Karan’s house is south facing. From the front door of his house Karan started walking and after walking 20 metres straight he turned to his left and walked 50 metres. After this he turned to his right and walked 80 metres. Find the distance between the point from where he finished his walk and the door of his house.
Answers
Answer:
50.6449510225
Step-by-step explanation:
it will be a sum of two triangles Hypotenuse .
and the triangles are of dimensions 20,10
and 40,80
- now let's find hypotenuse for 20,10 √20² + 10²
- now let's find hypotenuse for 80,40 √40²+80²
- now total sum is √500+√8000=50.6449510225
Answer:
The distance between the point where he finished his walk and the door of his house is 50√5 m.
Solution:
Let A be the door of Karan's house. After walking 20 meters straight, he reached point B. From B he turned left and walked 50 meters to reach point C. From C, he turned right and reached point D after walking 80 meters.

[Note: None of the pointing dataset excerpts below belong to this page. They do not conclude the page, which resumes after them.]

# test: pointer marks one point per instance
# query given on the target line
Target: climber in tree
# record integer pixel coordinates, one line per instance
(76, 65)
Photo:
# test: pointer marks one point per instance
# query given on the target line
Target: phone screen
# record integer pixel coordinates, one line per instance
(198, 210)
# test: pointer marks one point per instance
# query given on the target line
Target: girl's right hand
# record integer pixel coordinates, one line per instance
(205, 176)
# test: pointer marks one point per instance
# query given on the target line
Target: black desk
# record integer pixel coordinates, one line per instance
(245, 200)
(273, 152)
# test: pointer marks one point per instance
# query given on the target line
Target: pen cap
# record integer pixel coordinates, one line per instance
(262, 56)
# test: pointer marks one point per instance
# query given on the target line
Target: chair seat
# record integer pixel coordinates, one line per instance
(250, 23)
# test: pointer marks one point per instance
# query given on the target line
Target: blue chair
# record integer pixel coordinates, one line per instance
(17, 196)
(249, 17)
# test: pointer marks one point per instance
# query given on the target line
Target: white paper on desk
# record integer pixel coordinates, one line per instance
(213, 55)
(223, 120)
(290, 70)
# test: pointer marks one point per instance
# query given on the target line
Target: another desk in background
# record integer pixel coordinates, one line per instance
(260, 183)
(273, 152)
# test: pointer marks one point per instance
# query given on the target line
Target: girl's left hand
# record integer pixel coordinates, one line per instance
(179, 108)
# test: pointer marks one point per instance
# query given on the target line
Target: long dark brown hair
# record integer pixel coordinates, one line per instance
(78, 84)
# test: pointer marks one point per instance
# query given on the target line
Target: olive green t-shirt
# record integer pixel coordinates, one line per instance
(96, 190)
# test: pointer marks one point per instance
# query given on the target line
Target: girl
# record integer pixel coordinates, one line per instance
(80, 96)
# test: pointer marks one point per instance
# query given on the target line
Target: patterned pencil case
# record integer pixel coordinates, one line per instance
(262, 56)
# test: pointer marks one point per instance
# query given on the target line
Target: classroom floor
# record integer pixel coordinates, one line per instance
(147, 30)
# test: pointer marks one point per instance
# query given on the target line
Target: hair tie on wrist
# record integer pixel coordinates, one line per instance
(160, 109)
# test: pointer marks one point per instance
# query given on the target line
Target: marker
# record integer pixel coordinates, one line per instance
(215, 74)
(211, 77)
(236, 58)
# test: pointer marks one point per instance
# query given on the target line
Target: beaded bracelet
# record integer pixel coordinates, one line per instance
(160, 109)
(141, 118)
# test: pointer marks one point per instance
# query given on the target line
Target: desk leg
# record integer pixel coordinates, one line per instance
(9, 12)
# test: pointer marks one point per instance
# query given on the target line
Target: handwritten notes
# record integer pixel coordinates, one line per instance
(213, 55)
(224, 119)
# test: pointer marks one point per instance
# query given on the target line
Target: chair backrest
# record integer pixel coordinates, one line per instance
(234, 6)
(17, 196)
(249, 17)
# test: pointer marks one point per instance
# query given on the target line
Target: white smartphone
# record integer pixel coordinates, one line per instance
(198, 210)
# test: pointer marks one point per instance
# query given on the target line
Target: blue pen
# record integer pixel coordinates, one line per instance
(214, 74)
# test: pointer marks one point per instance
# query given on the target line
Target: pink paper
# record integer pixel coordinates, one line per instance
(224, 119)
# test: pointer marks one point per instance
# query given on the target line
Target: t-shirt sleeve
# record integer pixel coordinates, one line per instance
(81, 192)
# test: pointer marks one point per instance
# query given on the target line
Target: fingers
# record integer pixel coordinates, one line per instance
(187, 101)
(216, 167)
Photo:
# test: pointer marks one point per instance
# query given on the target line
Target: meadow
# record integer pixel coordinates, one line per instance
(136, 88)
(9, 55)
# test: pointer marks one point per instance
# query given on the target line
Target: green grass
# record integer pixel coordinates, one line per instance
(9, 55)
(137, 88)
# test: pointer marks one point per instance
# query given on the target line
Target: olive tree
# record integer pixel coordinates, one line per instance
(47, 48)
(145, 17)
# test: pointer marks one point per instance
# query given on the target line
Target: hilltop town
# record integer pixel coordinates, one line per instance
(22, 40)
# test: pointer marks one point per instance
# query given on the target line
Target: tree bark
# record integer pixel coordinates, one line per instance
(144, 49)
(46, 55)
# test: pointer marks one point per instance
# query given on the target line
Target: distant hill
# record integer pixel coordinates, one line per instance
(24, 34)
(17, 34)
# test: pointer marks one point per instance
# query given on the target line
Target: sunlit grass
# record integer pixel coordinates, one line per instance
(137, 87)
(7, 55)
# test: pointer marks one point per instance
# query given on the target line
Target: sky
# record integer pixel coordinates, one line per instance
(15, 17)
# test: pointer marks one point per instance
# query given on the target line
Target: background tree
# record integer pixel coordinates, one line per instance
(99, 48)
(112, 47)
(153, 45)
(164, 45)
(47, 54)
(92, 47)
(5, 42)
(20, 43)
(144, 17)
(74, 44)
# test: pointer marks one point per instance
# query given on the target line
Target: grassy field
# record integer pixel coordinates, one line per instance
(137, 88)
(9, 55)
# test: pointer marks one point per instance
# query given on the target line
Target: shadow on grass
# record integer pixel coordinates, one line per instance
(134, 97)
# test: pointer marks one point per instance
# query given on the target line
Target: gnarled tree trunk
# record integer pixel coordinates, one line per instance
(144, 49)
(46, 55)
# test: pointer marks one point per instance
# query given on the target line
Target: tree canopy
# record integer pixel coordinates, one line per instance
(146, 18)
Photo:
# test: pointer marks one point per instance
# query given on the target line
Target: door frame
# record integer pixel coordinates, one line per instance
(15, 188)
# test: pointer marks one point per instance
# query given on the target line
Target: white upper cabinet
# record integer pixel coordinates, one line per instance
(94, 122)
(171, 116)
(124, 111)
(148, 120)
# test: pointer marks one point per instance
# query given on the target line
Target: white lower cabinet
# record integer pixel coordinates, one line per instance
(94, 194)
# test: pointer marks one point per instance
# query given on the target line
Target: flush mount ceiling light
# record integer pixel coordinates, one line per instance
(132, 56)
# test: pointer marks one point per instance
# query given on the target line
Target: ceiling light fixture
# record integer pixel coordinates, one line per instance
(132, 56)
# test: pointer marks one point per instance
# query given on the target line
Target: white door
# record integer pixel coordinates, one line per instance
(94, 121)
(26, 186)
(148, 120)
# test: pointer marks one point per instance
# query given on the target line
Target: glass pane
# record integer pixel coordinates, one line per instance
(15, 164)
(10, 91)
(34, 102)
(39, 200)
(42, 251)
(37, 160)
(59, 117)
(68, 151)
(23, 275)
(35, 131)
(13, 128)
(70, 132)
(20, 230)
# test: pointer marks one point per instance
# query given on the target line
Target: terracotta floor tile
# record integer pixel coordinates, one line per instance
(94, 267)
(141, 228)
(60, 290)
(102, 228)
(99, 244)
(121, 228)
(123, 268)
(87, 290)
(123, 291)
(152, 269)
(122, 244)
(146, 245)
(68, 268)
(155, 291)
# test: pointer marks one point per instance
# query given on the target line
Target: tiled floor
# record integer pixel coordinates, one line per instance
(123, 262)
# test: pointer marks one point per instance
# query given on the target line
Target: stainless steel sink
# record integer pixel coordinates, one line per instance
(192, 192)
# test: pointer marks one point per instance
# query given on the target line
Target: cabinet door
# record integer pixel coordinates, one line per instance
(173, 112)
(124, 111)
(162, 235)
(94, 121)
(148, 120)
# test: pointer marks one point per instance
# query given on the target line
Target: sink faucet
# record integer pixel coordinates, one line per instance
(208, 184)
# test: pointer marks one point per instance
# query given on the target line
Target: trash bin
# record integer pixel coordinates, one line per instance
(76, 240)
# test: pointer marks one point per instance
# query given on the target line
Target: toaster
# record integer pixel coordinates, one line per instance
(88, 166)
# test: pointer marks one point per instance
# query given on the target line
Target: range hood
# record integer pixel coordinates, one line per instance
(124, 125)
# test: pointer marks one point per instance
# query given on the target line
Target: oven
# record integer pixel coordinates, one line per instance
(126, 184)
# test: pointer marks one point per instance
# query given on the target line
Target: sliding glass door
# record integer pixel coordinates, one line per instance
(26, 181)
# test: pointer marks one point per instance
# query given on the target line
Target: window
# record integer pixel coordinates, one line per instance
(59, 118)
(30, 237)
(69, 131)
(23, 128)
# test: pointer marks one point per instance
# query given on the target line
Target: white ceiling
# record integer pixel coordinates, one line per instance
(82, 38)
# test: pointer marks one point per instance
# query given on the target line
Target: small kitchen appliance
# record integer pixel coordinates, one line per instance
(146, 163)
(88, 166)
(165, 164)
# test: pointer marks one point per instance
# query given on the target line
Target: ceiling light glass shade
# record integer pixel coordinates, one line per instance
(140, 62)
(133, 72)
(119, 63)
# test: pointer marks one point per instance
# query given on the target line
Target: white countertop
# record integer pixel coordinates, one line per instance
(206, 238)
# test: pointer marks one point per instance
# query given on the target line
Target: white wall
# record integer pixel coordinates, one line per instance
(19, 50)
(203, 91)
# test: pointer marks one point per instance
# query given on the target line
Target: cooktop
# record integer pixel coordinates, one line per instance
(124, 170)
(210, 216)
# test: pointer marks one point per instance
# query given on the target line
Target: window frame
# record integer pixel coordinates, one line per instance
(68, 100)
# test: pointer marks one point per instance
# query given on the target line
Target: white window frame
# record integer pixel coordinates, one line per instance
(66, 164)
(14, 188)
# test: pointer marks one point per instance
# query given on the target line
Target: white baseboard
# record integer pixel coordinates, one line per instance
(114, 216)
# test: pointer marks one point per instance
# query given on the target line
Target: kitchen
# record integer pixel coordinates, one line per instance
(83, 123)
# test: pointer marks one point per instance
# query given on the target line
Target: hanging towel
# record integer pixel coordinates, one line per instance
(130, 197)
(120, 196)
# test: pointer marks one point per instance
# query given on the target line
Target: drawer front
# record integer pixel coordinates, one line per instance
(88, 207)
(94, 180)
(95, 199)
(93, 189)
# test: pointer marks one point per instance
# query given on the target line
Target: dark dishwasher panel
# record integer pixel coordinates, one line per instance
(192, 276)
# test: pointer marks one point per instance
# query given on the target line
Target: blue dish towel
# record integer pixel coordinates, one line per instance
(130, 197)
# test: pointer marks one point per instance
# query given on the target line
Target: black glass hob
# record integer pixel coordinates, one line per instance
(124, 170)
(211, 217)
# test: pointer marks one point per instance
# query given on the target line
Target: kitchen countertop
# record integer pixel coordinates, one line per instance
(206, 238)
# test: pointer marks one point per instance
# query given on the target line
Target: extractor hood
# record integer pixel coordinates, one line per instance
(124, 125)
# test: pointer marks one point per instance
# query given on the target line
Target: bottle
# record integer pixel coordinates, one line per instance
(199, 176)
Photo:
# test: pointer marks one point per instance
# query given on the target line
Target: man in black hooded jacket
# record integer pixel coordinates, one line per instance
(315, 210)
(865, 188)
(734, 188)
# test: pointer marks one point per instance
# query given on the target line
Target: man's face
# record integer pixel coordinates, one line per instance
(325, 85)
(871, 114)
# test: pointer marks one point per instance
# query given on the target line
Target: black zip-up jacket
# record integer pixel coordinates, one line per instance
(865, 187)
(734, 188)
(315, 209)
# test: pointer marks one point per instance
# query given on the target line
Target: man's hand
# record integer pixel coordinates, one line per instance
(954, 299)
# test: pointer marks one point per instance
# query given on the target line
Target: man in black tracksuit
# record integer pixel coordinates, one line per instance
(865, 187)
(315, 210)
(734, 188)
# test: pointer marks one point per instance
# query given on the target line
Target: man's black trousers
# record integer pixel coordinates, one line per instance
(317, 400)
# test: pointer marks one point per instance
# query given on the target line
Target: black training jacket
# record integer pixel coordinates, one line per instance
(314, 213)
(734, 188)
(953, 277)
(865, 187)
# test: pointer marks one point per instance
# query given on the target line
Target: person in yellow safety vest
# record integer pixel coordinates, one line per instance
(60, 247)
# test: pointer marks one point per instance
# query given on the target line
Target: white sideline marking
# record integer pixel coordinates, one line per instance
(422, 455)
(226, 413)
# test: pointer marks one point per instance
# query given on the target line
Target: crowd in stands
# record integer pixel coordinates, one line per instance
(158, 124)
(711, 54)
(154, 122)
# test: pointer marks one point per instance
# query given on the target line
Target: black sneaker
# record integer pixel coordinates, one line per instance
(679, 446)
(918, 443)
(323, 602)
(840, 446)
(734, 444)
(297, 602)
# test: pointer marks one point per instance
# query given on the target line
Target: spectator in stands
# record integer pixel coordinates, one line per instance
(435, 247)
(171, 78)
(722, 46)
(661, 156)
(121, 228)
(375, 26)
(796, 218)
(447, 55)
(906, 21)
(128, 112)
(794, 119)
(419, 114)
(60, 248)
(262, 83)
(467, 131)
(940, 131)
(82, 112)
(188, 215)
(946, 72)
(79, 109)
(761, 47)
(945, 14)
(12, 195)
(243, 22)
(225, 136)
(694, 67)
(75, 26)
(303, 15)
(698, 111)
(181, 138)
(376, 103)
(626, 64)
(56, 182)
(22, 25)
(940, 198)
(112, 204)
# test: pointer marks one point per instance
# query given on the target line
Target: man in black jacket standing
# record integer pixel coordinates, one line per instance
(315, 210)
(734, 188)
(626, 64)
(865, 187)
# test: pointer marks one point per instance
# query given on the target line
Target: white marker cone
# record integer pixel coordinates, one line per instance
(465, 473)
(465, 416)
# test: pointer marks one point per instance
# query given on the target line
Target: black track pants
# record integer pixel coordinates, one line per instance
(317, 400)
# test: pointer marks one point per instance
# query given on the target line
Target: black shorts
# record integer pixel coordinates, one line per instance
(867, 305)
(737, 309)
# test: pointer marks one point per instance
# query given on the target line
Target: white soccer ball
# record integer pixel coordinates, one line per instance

The diagram for the same is shown below.
From the figure, we have
AB = 20 m
BC = 50 m
CD = 80 m
Let us construct a rectangle ABCE. As we know, in a rectangle opposite sides are equal.
∴ AE = BC = 50 m
CE = AB = 20 m
We have to find the distance between the starting point and ending point i.e., between A and D. So, we have to find the length AD.
From the figure,
DE = CD + CE
= 80 m + 20 m
= 100 m
In ΔADE, applying Pythagoras theorem, we get
(Hypotenuse)² = (Perpendicular)² + (Base)²
AD² = DE² + AE²
AD² = (100)² + (50)²
AD² = 10000 + 2500
AD² = 12500
AD = √12500
AD = 50√5 m
Hence, the distance between the point where he finished his walk and the door of his house, AD = 50√5 m.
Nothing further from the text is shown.